Deniz adını takınmış suyun, kendi kendine aldığı şekillerden ibaret değil miymiş dalga adını almış uzantılar!..

“Evet Cem, çok isâbetli gidiyorsun devam et... Özde!..”

“Nasıl?.. Özde Elf!..”

“Evren dediğin yapının aslı da bir enerji denizi değil mi?.. Salt enerjinin, elektromanyetik dalgalar adıyla varlığa bürünüp, daha da yoğunlaşmasıyla kat kat maddeye yaklaşması ve nihayet maddeleşmesiyle, tıpkı denizin dalgaları gibi çeşitli görünümler alması gibi…”

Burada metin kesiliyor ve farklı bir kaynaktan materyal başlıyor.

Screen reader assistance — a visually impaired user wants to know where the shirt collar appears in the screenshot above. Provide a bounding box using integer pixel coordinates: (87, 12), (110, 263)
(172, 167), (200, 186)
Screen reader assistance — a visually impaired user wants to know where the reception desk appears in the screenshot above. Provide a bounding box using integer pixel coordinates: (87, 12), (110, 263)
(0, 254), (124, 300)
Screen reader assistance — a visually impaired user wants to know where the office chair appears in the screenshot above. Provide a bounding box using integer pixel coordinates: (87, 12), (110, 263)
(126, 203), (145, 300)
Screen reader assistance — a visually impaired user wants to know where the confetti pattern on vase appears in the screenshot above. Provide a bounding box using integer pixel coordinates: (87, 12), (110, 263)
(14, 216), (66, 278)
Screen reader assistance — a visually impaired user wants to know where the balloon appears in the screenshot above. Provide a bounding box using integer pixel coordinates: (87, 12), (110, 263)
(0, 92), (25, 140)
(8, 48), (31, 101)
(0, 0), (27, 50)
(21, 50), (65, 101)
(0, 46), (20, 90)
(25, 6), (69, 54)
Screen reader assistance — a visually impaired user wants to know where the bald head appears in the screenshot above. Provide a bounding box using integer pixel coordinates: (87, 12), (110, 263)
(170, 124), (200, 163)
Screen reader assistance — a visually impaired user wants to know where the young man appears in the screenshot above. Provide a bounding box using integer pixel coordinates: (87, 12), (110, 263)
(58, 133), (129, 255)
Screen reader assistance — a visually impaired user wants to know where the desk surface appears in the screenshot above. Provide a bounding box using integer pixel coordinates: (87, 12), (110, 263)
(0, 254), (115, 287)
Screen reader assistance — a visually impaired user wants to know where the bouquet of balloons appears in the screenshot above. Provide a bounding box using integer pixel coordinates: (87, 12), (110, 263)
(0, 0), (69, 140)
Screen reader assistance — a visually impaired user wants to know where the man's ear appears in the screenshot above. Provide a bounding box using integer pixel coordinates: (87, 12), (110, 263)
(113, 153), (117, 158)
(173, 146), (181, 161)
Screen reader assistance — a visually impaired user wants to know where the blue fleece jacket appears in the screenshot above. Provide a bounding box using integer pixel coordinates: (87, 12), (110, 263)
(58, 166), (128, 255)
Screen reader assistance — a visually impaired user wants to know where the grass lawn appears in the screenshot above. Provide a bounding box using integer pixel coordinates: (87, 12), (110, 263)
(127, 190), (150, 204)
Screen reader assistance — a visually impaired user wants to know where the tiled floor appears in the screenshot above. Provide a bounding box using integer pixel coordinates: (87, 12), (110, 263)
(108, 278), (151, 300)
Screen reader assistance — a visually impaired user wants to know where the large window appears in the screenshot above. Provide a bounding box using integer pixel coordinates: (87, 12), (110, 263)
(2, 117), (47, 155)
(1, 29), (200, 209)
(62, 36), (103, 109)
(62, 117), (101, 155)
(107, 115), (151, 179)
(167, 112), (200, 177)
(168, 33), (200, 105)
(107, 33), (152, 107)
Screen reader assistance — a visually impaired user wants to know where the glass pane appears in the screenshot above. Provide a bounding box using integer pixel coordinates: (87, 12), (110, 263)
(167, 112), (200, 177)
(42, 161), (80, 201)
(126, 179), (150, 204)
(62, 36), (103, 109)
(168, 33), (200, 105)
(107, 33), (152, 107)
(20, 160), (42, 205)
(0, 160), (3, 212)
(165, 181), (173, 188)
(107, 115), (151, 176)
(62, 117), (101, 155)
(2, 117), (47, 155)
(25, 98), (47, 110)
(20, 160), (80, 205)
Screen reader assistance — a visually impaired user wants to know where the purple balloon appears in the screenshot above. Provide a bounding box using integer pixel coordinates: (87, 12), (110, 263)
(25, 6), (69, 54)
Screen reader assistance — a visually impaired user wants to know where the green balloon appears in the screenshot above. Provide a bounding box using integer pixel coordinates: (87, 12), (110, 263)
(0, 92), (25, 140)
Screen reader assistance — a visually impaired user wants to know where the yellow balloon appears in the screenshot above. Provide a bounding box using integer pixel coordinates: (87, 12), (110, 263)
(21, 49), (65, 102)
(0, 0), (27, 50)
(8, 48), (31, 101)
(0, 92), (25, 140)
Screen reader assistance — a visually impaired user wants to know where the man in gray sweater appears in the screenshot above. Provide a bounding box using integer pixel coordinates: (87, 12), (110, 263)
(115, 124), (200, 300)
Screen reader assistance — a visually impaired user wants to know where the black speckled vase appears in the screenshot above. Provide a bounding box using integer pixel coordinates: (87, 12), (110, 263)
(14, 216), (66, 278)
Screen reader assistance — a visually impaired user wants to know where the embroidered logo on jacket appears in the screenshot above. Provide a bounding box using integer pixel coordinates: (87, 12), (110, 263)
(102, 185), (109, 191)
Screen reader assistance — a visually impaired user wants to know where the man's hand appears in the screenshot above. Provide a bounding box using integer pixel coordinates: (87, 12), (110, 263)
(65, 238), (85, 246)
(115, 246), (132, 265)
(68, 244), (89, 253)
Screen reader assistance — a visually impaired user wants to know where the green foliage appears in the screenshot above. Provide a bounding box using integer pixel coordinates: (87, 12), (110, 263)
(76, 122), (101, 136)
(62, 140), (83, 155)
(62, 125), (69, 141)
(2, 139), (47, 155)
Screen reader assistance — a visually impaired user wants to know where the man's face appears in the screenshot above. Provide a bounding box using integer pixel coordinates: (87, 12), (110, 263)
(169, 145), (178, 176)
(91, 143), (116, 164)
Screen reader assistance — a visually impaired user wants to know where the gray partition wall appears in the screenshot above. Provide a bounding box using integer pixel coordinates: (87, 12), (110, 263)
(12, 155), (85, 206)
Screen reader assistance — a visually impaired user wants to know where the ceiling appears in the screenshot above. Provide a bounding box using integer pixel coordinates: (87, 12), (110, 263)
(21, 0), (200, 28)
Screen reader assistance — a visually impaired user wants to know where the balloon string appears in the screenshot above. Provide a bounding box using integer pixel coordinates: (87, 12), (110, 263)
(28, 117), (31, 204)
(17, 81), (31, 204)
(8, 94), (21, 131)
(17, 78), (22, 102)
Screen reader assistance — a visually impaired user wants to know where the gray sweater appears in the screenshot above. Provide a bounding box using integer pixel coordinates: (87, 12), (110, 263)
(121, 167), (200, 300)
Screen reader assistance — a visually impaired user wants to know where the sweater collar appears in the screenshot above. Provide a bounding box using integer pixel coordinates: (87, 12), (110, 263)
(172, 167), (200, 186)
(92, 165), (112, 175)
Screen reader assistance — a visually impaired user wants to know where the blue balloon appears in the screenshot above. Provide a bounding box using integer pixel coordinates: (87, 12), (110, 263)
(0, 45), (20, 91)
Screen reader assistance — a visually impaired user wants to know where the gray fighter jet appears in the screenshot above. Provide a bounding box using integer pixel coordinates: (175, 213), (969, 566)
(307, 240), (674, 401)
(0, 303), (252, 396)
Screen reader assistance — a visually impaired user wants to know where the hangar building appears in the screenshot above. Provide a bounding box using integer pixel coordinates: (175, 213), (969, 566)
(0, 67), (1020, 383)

“Evet haklısın... Aslında, ayrı birer varlıkmışcasına isimlendirdiğimiz dalgaların, denizden, yani sudan ayrı bir şey olmamasına rağmen, bizim ona bir müstakil varlığı varmışcasına isim vermemiz ile bunun arasında hiç fark yok... Su, salt enerji yerine ele alınırsa; madde ve maddi varlıklar dahi, salt enerjinin dalgaları mesabesinde kalır... Peki, bu salt enerji, dalgalanmadan evvel ne hâldeydi?..”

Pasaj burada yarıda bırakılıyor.